La Asociación de Juntas de Acción Comunal de la zona, el órgano que representa a las comunidades campesinas, mantiene que el enfrentamiento se produjo porque las fuerzas de seguridad actuaron con desproporción al tratar de contener la protesta. El Consejo Comunitario del Pueblo Negro Alto Mira y Frontera responsabiliza directamente a las brigadas del Ejército. Este episodio demuestra en cualquier caso que Colombia, que acaba de salir de una guerra de más de medio siglo con la guerrilla más antigua de América, aún no ha resuelto el problema de la violencia, sobre todo en las zonas rurales.

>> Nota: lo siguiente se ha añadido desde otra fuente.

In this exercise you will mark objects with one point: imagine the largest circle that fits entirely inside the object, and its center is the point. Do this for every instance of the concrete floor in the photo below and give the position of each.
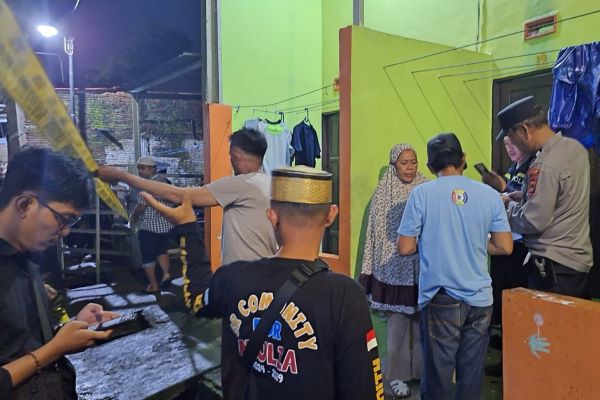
(132, 280)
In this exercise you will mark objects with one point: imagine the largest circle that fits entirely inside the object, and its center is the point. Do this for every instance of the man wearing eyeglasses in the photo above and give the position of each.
(42, 197)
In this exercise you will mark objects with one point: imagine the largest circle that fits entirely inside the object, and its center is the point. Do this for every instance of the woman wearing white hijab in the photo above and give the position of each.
(390, 280)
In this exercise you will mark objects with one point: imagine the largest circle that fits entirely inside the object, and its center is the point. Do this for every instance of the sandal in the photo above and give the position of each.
(400, 389)
(165, 283)
(149, 290)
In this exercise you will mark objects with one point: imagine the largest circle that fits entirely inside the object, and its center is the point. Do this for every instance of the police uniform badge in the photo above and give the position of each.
(533, 173)
(459, 197)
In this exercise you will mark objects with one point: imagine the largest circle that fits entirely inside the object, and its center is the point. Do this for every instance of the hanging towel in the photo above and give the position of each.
(279, 137)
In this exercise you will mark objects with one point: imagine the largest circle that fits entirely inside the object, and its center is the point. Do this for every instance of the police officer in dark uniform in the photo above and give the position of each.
(553, 212)
(507, 272)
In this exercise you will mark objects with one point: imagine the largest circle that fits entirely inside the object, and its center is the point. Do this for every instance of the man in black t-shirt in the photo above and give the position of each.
(42, 196)
(322, 345)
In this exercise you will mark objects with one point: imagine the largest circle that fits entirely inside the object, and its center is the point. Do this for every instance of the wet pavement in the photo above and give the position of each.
(177, 353)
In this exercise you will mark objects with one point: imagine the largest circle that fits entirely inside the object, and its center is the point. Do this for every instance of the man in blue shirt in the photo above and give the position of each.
(457, 222)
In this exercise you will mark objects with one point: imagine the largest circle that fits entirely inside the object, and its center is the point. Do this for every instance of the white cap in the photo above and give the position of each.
(147, 161)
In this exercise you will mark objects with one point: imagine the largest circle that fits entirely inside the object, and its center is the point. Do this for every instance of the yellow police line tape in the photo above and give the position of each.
(26, 82)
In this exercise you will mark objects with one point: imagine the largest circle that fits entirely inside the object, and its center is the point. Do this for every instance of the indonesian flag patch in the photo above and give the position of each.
(371, 340)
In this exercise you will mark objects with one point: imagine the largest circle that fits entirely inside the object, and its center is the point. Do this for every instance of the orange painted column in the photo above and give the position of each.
(550, 346)
(341, 262)
(216, 132)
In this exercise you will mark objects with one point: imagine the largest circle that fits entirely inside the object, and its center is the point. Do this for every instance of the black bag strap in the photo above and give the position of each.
(297, 279)
(41, 308)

El Gobierno de Juan Manuel Santos y el Ejército de Liberación Nacional (ELN), el segundo grupo insurgente del país, empezaron esta semana un cese al fuego que se prolongará de momento hasta enero y supone un paso decisivo. Por primera vez en décadas, los colombianos no sufrirán una violencia de origen político o ideológico. No obstante, la inactividad de las guerrillas abre la vía para que bandas criminales y disidencias reales o autoproclamadas se hagan con el control de los negocios ilegales y subyuguen a la población del campo, que, por su parte, reclama una mayor atención del Estado.
Una visita realizada hace dos semanas a una aldea cocalera del departamento del Guaviare permitía comprobar que los campesinos que abandonaron ese cultivo piden ahora que el Gobierno no les abandone: alternativas productivas, protección e infraestructuras. Es decir, solicitan una reinserción real en la sociedad y un control de esa transición que Colombia empezó con la firma de la paz con las FARC.